ヘルスケア・ウェルネス事業本部谷口 丈晃

ヘルスケア・ウェルネス

POINT

  • 欧米は国家主導でゲノム医療の研究と産業育成を同時に推進。
  • ゲノム医療はデータベースと情報技術が大きな価値を生む。
  • 日本も公の情報インフラと民の情報サービスを両輪で強化すべき。
ゲノム情報(遺伝情報全体)に基づいて治療法や薬剤の選択が可能になってきており、医療に実装されつつある。いわゆる「ゲノム医療」である。日本でも本格化し始めているが、欧米は日本より大幅に先行している。

アメリカはゲノム情報を活用した個別化医療への取り組み(Precision Medicine Initiative)を掲げ、イギリスは国営企業のゲノミクス・イングランドがゲノム医療に対する大規模実証研究の体制構築を進めている。ゲノム情報に加えて、病気の種類や生活習慣、人種など多種多様な情報を幅広く蓄積して活用することで、診断・診療の精度向上や医師に対する意思決定の支援、創薬への応用を目指している。
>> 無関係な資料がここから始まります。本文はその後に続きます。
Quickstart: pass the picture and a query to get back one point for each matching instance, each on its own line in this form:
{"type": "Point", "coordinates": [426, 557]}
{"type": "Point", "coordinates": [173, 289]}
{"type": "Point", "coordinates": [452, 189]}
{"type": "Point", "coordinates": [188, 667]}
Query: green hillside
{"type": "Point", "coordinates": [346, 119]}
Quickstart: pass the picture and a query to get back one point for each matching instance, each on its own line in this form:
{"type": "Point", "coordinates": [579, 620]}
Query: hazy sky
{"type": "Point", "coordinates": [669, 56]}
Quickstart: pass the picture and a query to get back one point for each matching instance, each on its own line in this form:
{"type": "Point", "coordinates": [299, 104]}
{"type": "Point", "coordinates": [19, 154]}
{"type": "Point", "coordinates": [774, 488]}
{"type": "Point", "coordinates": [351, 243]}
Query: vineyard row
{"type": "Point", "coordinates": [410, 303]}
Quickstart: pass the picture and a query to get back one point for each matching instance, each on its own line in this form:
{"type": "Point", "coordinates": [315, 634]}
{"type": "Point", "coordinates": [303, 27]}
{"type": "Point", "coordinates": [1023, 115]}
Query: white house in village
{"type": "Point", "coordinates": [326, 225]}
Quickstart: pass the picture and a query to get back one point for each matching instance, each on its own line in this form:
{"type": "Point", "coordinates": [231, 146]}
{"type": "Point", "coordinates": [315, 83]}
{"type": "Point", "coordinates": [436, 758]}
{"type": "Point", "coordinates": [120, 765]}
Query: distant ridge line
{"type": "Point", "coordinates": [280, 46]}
この実現に向け、欧米では公共データベースを構築して、ゲノム情報の登録と共有を世界に呼びかけている。これを用いて研究を行うことで、世界全体でより大きな成果が得られるとうたっている。

同時に、情報技術を活用してゲノム情報に基づいた診断サービスや情報ソリューションを提供する企業の育成も進めている。アメリカ国立がん研究所ではクラウド環境を整備し、ゲノミクス・イングランドによる情報技術開発では研究に参加する複数企業が提供する資金や環境を活用して開発競争を行っている。独自に情報技術を駆使してデータを蓄積している企業は多数存在しており、その内容を非公開にしてサービスを行うことで、先行者利益の確保を狙っている。

日本は、政府主導で公共データベースに参加することで、医学の前進に貢献しつつ、日本単独では得られない情報インフラを確保できる。その際、ゲノム医療産業の育成方策を併せもつことが望まれる。国が構築した情報インフラを公的機関が独占的に利用している現状を変更し、民間が情報インフラを活用できるようにする。これによって、日本でも情報サービス企業が開発競争し、ゲノム情報から新しいサービスを創出する機会が増え、ゲノム医療の産業化を進めていけるだろう。